The executive director of Open New York, a group advocating for more housing and good cause eviction, lamented the reported outline of the deal.

“Nothing is final until it’s final… but the lack of significant new supply provisions and anemic tenant protections is a pretty bleak picture here,” Annemarie Gray tweeted.

One of the few tempered responses came from James Whelan, president of the Real Estate Board of New York, who said his organization would “review details of a potential housing package.”

REBNY failed to reach an agreement with construction unions’ umbrella group on wage requirements for a replacement to the property tax break 421a.
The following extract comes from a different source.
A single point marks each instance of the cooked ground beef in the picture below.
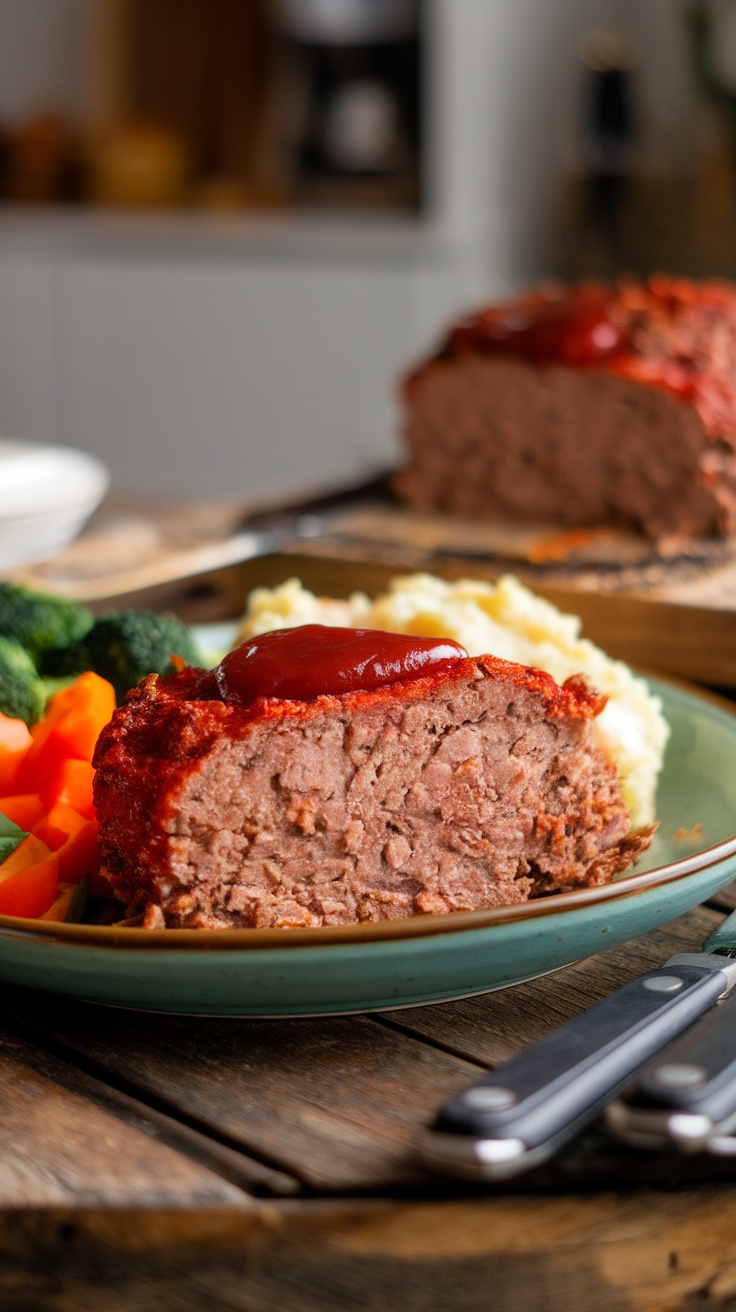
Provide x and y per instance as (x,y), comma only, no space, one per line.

The group did, however, come to terms with the laborers’ union on a citywide wage floor, which made it into the tentative housing package, according to a representative for the union.

The Adams administration, which has been pushing for a replacement 421a and for the state to lift the floor-area ratio cap on residential buildings in the city, struck a more positive note.

“If this framework holds, New Yorkers can breathe a sigh of relief,” Deputy Mayor Maria Torres-Springer said in a statement. “The package that seems to be coming together is what the Adams administration has been advocating for and working tirelessly with Albany colleagues to achieve for months.”

She added, “Pairing new tools to build housing with tenant protections will help our city build its way out of the housing crisis and keep New Yorkers in their homes.”